About

I have a PhD in astronomy and worked at Imperial College for several years. I also have an MLitt in creative writing from University of Glasgow and I was a winner of a Scottish Book Trust/Creative Scotland New Writers Award for 2012. In 2016 I was a recipient of a Suffrage Science award – set up to honour women in science.

I really enjoy being a writer-in-residence, my first residency was at the ESRC Genomics Policy and Research Forum (based at the University of Edinburgh) where I learnt a little bit about genetics and wrote lots about it. During 2015 I was a writer-in-residence on the fiction meets science programme at the Hanse-Wissenschaftskolleg in Germany, and at the beginning of 2018 I had a residency near Heidelberg, thanks to UNESCO City of Literature Heidelberg and the Kulturstiftung Rhein-Neckar-Kreis e.V.

I’m an Honorary Fellow at the Science, Technology and Innovation Studies (STIS) unit in the University of Edinburgh where I’ve worked for many years as an informal writer-in-residence and been involved in a variety of interdisciplinary projects about the exploration of outer space, upland hill farming, and the uncanny. I write occasional academic papers on the complex processes of working on these sorts of projects (such as this one in Leonardo).
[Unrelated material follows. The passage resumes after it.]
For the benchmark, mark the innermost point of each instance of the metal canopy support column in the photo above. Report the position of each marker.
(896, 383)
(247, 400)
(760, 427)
I like talking about the links between science and literature on the radio and at live events; I’ve been on Radio 4 and Radio Scotland a few times, and have appeared at many festivals; most recently at Heidelberg Literaturtage, Bradford Literary Festival and Edinburgh International Science Festival. And I’m the non-fiction editor of Scotland’s brightest and best SF magazine Shoreline of Infinity.

Recently I’ve been writing essays about science and history – for example ‘Alternative Geometries‘ about the cosmonaut Valentina Tereshkova, the physicist Lise Meitner and my grandmother Lisl. My latest project is ‘The German Lesson’; a non-fiction book about my life in Frankfurt as a new German citizen combined with an exploration of the life of my German-Jewish grandfather Ernst, a man whose experiences of fighting for Germany in the First World War and for Britain in the Second World War stands as an example of how some of us must change our identities in order to survive. The book also contrasts what we know of the early Universe, and how we confidently gain that knowledge, with the ease with which recent family history can evaporate, forgotten. My blogs also explore this.